An employee inspect medicinal marijuana by hand at Tweed INC. in Smith Falls, Ontario December 5, 2016. (Lars Hagber/AFP/Getty Images)
Inspecting medicinal marijuana at Tweed Inc., in Smith Falls, Ont. (Lars Hagberg/AFP/Getty Images)

Public servants and former politicians are buying into legal pot, raising concerns of cronyism and conflict of interest



In 2013, Joshua Tepper became president of Health Quality Ontario, a government body that evaluates and helps guide the province’s health policy. His team advises on services ranging from mental health to end-of-life care and he began earning a salary as a civil servant of about $400,000. The following year, Tepper also started working with one of Canada’s largest marijuana companies, Mettrum Ltd.
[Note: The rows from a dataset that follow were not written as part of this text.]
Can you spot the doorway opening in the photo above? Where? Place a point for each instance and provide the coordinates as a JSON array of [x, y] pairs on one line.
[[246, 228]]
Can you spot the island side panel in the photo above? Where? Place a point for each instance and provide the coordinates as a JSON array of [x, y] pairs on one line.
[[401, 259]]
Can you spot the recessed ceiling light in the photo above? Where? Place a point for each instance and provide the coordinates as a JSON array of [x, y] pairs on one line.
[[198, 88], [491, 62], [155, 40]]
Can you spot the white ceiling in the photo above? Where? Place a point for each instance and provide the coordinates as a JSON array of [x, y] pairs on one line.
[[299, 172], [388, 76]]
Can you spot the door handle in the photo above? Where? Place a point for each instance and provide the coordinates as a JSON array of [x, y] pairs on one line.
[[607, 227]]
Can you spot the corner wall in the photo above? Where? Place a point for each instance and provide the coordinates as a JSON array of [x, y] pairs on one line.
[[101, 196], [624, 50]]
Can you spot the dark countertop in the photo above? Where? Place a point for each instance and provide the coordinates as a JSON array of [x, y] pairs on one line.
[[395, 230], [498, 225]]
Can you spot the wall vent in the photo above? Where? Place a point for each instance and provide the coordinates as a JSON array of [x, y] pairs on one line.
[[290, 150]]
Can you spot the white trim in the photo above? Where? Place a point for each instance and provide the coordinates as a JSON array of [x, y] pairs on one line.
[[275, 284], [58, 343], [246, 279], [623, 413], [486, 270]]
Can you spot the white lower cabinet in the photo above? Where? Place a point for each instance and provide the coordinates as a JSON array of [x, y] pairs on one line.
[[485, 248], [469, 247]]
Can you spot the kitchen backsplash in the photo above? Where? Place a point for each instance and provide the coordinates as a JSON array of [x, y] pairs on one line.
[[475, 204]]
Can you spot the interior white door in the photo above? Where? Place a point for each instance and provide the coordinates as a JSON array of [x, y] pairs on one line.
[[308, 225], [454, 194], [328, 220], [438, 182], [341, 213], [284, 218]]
Between 2014 and 2016, he was listed as an “independent director” of the company, where he was paid for his services and acquired shares that, at the time, were worth about $110,000.

“It seems to be the very textbook definition of conflict of interest,” says Daniel Weinstock, a law professor at McGill University and a former Canada Research Chair on ethics and political philosophy. “Public good should be the only [interest] that gets folded into the legislation.” In legalizing marijuana, federal and provincial governments have been criticized for creating an oligopoly of major companies like Mettrum, called licensed producers, rather than a free-market model, which would grant licenses to mom-and-pop dispensaries and more easily enable Canadians to grow pot at home. Politicians justify the oligopoly by arguing that licensed producers make the purist weed and sell it most safely.

But civil servants like Tepper, along with past and present politicians of all parties, have found their way into these firms. While there is no evidence of undue influence, there is at least the appearance of  a conflict of interest surrounding a well-connected few. A former premier, police chief and members of Parliament, along with a past RCMP commissioner, a sitting senator—government men and women are now executives, advisers and shareholders in the country’s licensed pot companies, which will enjoy a privileged commercial position under the legalization bill  introduced Thursday by the Trudeau government.